Rendering by Dover Kohl / This vision of Broad Street shows two-way traffic on one side with the other side lined by a supersized sidewalk with park-like features for pedestrians, dining and bicyclists.
Rendering by Dover Kohl / This vision of Broad Street shows two-way traffic on one side with the other side lined by a supersized sidewalk with park-like features for pedestrians, dining and bicyclists.

Here we are again in Chattanooga "re-imagining" something. This time, we're re-imagining Broad Street as "a park with a street" running through it.

"Three visions of Broad Street in downtown Chattanooga have emerged from months of study and public feedback around making it safer, greener and livelier, and each see the road narrowed from four to two lanes of traffic," reads our front page story Tuesday. It continues:

"Wider sidewalks and more outdoor dining along with better bike lanes are common threads through the three draft versions that will undergo more scrutiny in coming weeks ..."

Haven't we been here before? A lot?

Answer: Yes. And sometimes with more success than other times.

We don't mean -- completely -- to sound so skeptical and sarcastic about "re-imagining" this street or that. After all, we re-imagined a once old cluttered warehouse section by the river into the Tennessee Aquarium that sparked life back into Chattanooga's downtown.

It was so successful that it later doubled in space and then morphed into the 21st Century Waterfront. Along the way, we also re-imagined the empty spaces between the Tennessee River and its nearest streets to gift ourselves the Tennessee Riverwalk and Coolidge Park.

And make no mistake: The Riverwalk, the Waterfront, the Aquarium and Coolidge Park were assuredly gifts -- not just to ourselves but to every newcomer and visitor arriving in Chattanooga.

No matter the naysayers at the time dubbing the aquarium plan "a fish tank." Specifically, they named it after its seed funder, Coca-Cola magnate Jack Lupton, derisively calling it "Jack's fish tank." Well, Jack was right.

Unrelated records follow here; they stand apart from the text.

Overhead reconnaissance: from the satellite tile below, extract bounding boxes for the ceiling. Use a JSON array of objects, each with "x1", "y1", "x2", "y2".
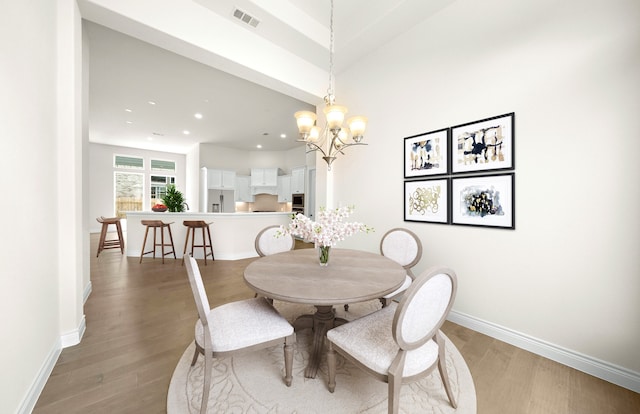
[{"x1": 82, "y1": 0, "x2": 456, "y2": 154}]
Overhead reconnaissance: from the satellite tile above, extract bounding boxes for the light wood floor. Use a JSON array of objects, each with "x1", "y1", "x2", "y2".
[{"x1": 33, "y1": 234, "x2": 639, "y2": 413}]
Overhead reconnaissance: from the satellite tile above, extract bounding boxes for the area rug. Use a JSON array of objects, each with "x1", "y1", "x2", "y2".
[{"x1": 167, "y1": 300, "x2": 476, "y2": 413}]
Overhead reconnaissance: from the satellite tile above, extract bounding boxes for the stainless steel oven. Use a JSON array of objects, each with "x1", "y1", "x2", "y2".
[{"x1": 292, "y1": 193, "x2": 304, "y2": 213}]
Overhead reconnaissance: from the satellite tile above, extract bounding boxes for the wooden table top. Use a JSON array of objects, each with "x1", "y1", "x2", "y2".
[{"x1": 244, "y1": 248, "x2": 406, "y2": 306}]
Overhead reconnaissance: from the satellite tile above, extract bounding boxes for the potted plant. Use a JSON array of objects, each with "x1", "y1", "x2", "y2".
[{"x1": 162, "y1": 184, "x2": 186, "y2": 212}]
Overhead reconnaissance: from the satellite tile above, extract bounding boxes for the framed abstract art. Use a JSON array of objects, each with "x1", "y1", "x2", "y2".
[
  {"x1": 404, "y1": 178, "x2": 449, "y2": 224},
  {"x1": 404, "y1": 128, "x2": 449, "y2": 178},
  {"x1": 451, "y1": 113, "x2": 514, "y2": 174},
  {"x1": 451, "y1": 173, "x2": 515, "y2": 229}
]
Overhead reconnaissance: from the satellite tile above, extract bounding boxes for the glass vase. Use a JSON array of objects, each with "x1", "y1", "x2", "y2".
[{"x1": 318, "y1": 245, "x2": 331, "y2": 266}]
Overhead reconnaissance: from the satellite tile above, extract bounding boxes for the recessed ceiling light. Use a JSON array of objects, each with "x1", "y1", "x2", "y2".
[
  {"x1": 194, "y1": 113, "x2": 203, "y2": 119},
  {"x1": 256, "y1": 144, "x2": 262, "y2": 149},
  {"x1": 125, "y1": 108, "x2": 132, "y2": 112},
  {"x1": 125, "y1": 121, "x2": 133, "y2": 124},
  {"x1": 280, "y1": 133, "x2": 286, "y2": 138},
  {"x1": 183, "y1": 130, "x2": 190, "y2": 135},
  {"x1": 147, "y1": 137, "x2": 153, "y2": 141},
  {"x1": 148, "y1": 101, "x2": 156, "y2": 105}
]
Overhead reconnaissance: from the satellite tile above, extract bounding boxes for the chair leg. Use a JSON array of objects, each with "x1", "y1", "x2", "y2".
[
  {"x1": 159, "y1": 226, "x2": 165, "y2": 263},
  {"x1": 190, "y1": 346, "x2": 200, "y2": 366},
  {"x1": 182, "y1": 228, "x2": 192, "y2": 265},
  {"x1": 436, "y1": 332, "x2": 458, "y2": 408},
  {"x1": 192, "y1": 229, "x2": 197, "y2": 264},
  {"x1": 139, "y1": 226, "x2": 150, "y2": 263},
  {"x1": 115, "y1": 221, "x2": 125, "y2": 253},
  {"x1": 283, "y1": 336, "x2": 293, "y2": 387},
  {"x1": 388, "y1": 372, "x2": 402, "y2": 414},
  {"x1": 201, "y1": 346, "x2": 211, "y2": 414},
  {"x1": 97, "y1": 223, "x2": 108, "y2": 257},
  {"x1": 205, "y1": 225, "x2": 214, "y2": 261},
  {"x1": 201, "y1": 227, "x2": 207, "y2": 265},
  {"x1": 327, "y1": 341, "x2": 336, "y2": 392},
  {"x1": 167, "y1": 225, "x2": 176, "y2": 259}
]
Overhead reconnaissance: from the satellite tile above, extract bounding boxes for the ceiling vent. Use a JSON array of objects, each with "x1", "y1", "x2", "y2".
[{"x1": 232, "y1": 8, "x2": 260, "y2": 28}]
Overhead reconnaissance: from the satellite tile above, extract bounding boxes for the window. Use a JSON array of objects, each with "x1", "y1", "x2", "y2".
[
  {"x1": 113, "y1": 154, "x2": 179, "y2": 215},
  {"x1": 115, "y1": 172, "x2": 144, "y2": 218},
  {"x1": 151, "y1": 159, "x2": 176, "y2": 172},
  {"x1": 114, "y1": 155, "x2": 144, "y2": 169},
  {"x1": 150, "y1": 175, "x2": 176, "y2": 206}
]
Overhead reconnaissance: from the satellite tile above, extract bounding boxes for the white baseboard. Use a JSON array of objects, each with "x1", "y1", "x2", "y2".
[
  {"x1": 18, "y1": 316, "x2": 87, "y2": 412},
  {"x1": 60, "y1": 315, "x2": 86, "y2": 348},
  {"x1": 16, "y1": 339, "x2": 61, "y2": 414},
  {"x1": 83, "y1": 281, "x2": 92, "y2": 304},
  {"x1": 447, "y1": 310, "x2": 640, "y2": 393}
]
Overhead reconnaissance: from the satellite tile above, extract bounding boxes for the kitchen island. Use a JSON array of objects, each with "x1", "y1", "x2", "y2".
[{"x1": 126, "y1": 211, "x2": 293, "y2": 260}]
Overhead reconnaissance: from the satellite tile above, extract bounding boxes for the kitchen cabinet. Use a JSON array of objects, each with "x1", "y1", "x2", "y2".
[
  {"x1": 251, "y1": 168, "x2": 278, "y2": 187},
  {"x1": 207, "y1": 169, "x2": 236, "y2": 189},
  {"x1": 291, "y1": 166, "x2": 305, "y2": 194},
  {"x1": 277, "y1": 175, "x2": 292, "y2": 202},
  {"x1": 235, "y1": 175, "x2": 252, "y2": 202}
]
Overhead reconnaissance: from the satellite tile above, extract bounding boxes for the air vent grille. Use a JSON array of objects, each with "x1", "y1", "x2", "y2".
[{"x1": 232, "y1": 8, "x2": 260, "y2": 28}]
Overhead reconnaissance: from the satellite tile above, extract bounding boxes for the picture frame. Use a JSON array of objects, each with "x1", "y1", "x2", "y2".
[
  {"x1": 404, "y1": 178, "x2": 449, "y2": 224},
  {"x1": 451, "y1": 112, "x2": 514, "y2": 174},
  {"x1": 451, "y1": 173, "x2": 515, "y2": 229},
  {"x1": 404, "y1": 128, "x2": 449, "y2": 178}
]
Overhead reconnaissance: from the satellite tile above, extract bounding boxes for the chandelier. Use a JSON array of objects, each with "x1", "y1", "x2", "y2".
[{"x1": 294, "y1": 0, "x2": 367, "y2": 170}]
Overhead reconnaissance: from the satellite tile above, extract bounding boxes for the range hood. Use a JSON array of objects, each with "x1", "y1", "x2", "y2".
[{"x1": 252, "y1": 186, "x2": 277, "y2": 195}]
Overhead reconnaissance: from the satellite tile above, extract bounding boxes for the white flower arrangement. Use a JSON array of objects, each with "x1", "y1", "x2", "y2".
[{"x1": 279, "y1": 206, "x2": 373, "y2": 247}]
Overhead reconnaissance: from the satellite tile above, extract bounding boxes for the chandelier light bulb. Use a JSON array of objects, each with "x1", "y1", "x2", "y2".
[
  {"x1": 309, "y1": 126, "x2": 320, "y2": 142},
  {"x1": 347, "y1": 116, "x2": 367, "y2": 142},
  {"x1": 323, "y1": 105, "x2": 348, "y2": 131},
  {"x1": 294, "y1": 111, "x2": 317, "y2": 137}
]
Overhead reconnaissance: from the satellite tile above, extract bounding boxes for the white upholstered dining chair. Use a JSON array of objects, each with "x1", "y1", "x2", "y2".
[
  {"x1": 378, "y1": 227, "x2": 422, "y2": 307},
  {"x1": 327, "y1": 265, "x2": 458, "y2": 414},
  {"x1": 344, "y1": 227, "x2": 423, "y2": 311},
  {"x1": 184, "y1": 255, "x2": 295, "y2": 414},
  {"x1": 255, "y1": 225, "x2": 295, "y2": 257}
]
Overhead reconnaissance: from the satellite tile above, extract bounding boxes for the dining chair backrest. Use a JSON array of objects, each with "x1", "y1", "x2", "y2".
[
  {"x1": 184, "y1": 254, "x2": 211, "y2": 331},
  {"x1": 392, "y1": 266, "x2": 457, "y2": 350},
  {"x1": 380, "y1": 228, "x2": 422, "y2": 277},
  {"x1": 255, "y1": 225, "x2": 295, "y2": 257}
]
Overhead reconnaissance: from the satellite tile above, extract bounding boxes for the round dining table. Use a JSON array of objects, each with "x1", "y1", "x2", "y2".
[{"x1": 244, "y1": 248, "x2": 406, "y2": 378}]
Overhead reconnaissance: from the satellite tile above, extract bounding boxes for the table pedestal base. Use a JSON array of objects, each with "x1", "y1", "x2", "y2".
[{"x1": 293, "y1": 305, "x2": 347, "y2": 378}]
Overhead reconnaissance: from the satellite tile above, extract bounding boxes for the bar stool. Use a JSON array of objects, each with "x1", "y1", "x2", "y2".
[
  {"x1": 139, "y1": 220, "x2": 176, "y2": 264},
  {"x1": 182, "y1": 221, "x2": 214, "y2": 265},
  {"x1": 96, "y1": 216, "x2": 125, "y2": 257}
]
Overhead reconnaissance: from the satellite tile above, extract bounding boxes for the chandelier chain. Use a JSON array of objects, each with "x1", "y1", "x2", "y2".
[{"x1": 326, "y1": 0, "x2": 335, "y2": 105}]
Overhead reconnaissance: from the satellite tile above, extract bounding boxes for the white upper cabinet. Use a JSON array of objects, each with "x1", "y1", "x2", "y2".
[
  {"x1": 251, "y1": 168, "x2": 278, "y2": 187},
  {"x1": 235, "y1": 175, "x2": 252, "y2": 202},
  {"x1": 291, "y1": 166, "x2": 305, "y2": 194},
  {"x1": 208, "y1": 169, "x2": 236, "y2": 189},
  {"x1": 277, "y1": 175, "x2": 292, "y2": 202}
]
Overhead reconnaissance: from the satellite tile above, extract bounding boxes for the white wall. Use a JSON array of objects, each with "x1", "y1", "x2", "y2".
[
  {"x1": 199, "y1": 143, "x2": 306, "y2": 176},
  {"x1": 331, "y1": 0, "x2": 640, "y2": 387},
  {"x1": 88, "y1": 143, "x2": 187, "y2": 232},
  {"x1": 0, "y1": 1, "x2": 85, "y2": 413}
]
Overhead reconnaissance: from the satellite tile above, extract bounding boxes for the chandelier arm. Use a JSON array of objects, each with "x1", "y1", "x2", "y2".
[
  {"x1": 332, "y1": 142, "x2": 368, "y2": 155},
  {"x1": 304, "y1": 141, "x2": 329, "y2": 158}
]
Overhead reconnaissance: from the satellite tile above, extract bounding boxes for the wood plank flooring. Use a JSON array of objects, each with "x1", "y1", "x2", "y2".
[{"x1": 33, "y1": 234, "x2": 640, "y2": 413}]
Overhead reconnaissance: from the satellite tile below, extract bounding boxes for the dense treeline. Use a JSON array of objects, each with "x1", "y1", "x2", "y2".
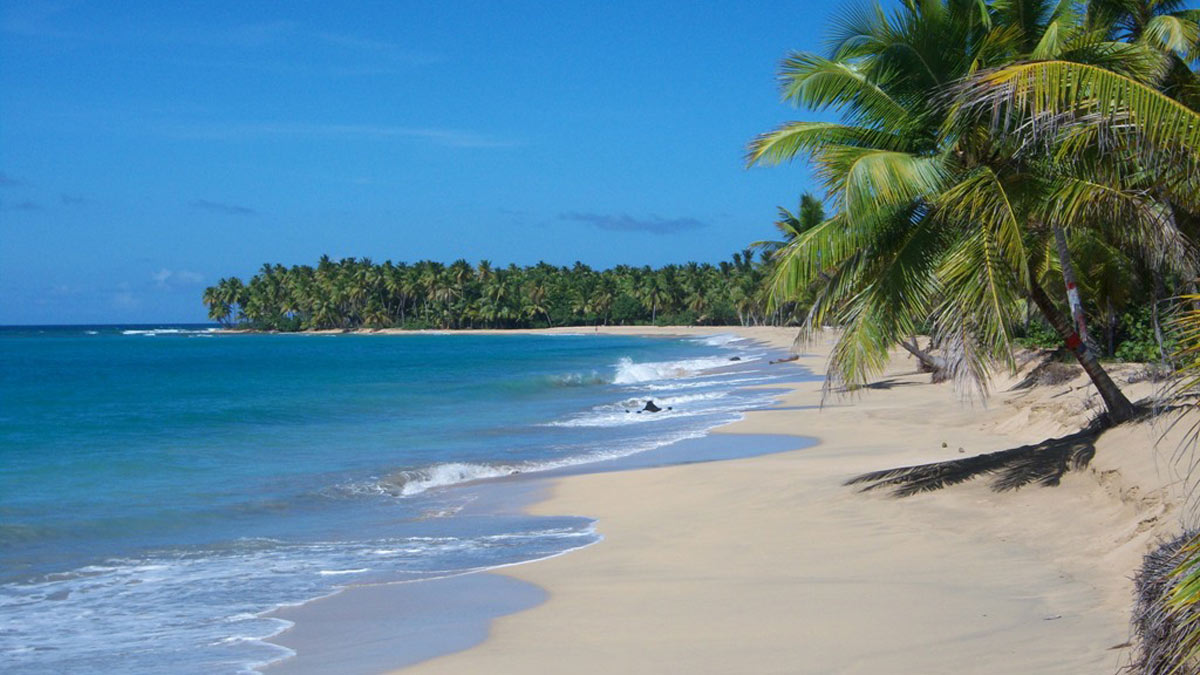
[{"x1": 202, "y1": 251, "x2": 804, "y2": 331}]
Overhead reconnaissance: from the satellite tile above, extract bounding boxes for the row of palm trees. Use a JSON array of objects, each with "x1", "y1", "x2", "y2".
[{"x1": 202, "y1": 251, "x2": 796, "y2": 331}]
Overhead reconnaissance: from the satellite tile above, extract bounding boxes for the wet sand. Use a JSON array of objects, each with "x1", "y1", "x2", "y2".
[{"x1": 394, "y1": 327, "x2": 1192, "y2": 674}]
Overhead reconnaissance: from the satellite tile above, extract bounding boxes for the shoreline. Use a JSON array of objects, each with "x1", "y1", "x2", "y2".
[
  {"x1": 259, "y1": 326, "x2": 807, "y2": 673},
  {"x1": 261, "y1": 432, "x2": 815, "y2": 675},
  {"x1": 390, "y1": 326, "x2": 1191, "y2": 674},
  {"x1": 253, "y1": 325, "x2": 1194, "y2": 674}
]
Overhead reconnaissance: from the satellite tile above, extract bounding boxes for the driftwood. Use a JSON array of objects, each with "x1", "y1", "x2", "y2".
[{"x1": 899, "y1": 338, "x2": 950, "y2": 382}]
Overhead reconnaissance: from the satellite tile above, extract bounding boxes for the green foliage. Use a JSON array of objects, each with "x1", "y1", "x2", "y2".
[
  {"x1": 1115, "y1": 306, "x2": 1169, "y2": 364},
  {"x1": 656, "y1": 310, "x2": 699, "y2": 327},
  {"x1": 746, "y1": 0, "x2": 1197, "y2": 411},
  {"x1": 202, "y1": 253, "x2": 782, "y2": 331},
  {"x1": 1014, "y1": 320, "x2": 1060, "y2": 350},
  {"x1": 1013, "y1": 308, "x2": 1172, "y2": 363},
  {"x1": 1160, "y1": 300, "x2": 1200, "y2": 670},
  {"x1": 608, "y1": 294, "x2": 645, "y2": 325}
]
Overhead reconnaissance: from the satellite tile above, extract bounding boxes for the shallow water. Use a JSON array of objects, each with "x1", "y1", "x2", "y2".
[{"x1": 0, "y1": 326, "x2": 804, "y2": 673}]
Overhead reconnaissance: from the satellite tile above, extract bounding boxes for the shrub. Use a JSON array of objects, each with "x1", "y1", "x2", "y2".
[
  {"x1": 1015, "y1": 319, "x2": 1060, "y2": 350},
  {"x1": 1115, "y1": 307, "x2": 1169, "y2": 364}
]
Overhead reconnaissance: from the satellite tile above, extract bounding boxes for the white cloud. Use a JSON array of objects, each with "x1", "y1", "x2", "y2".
[{"x1": 152, "y1": 268, "x2": 204, "y2": 289}]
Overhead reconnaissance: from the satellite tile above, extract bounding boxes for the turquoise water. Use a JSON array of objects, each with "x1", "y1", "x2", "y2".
[{"x1": 0, "y1": 326, "x2": 792, "y2": 673}]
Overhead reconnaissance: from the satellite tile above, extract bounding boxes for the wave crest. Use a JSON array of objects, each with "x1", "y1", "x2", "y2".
[
  {"x1": 383, "y1": 462, "x2": 524, "y2": 496},
  {"x1": 122, "y1": 328, "x2": 219, "y2": 337},
  {"x1": 691, "y1": 333, "x2": 746, "y2": 347},
  {"x1": 549, "y1": 372, "x2": 608, "y2": 387},
  {"x1": 612, "y1": 355, "x2": 749, "y2": 384}
]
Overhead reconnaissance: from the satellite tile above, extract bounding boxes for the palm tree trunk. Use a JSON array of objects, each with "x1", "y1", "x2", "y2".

On the other hand, some of our re-imaginings have not quite been so successful. Like the 2015 plan to revamp Third Street along the Erlanger Medical Campus.

Although the renderings were inviting -- as renderings often are -- nothing has happened. If that possible project is still on the books somewhere, no one's talking about it to us. Which says plenty.

But back to Broad Street.

We think this has some promise. Especially with the part of the plan that does away with curbs and merges bike lanes with the sidewalk -- rather than our last disastrous combined car/bike plan that narrowed streets and put bike lanes meandering everywhere in walled off or painted areas that created even more hazards to pedestrians, cyclists and drivers trying to park or make turns.

And let's be honest, this plan needs to carry some promise. According to the proposal's reveal, 60% of Broad Street between Aquarium Way and Fourth Street can be characterized by "nonactive frontage." That's a far-too-nice way of saying vacant or largely ghosted storefronts.

The proposal notes the road there "is not only overly wide, but it also features nearly full city blocks of blank facades and surface parking lots."

Yes, the pandemic (and recent years of downtown vitality complacency) seems to have lulled at least a portion of Broad Street back to its pre-Aquarium days and to what one of our former county mayors, the late Dalton Roberts, described as colorfully as only he could: "You could fire a cannon down Broad Street and not hit a soul."

Well, folks, we can't afford to go back there. Not even in just a few blocks.

So log on to broadstreetcha.com and look at the designs, funded by the Lyndhurst Foundation, Benwood Foundation, the city of Chattanooga and River City.

The designers and River City say they are seeking your input to go along with the more than 1,000 Chattanooga-area residents who have already completed an online survey as part of the planning effort that began in late 2022.

Let's put the old "Jack's fish tank" type of cynicism aside and be part of tomorrow's Chattanooga.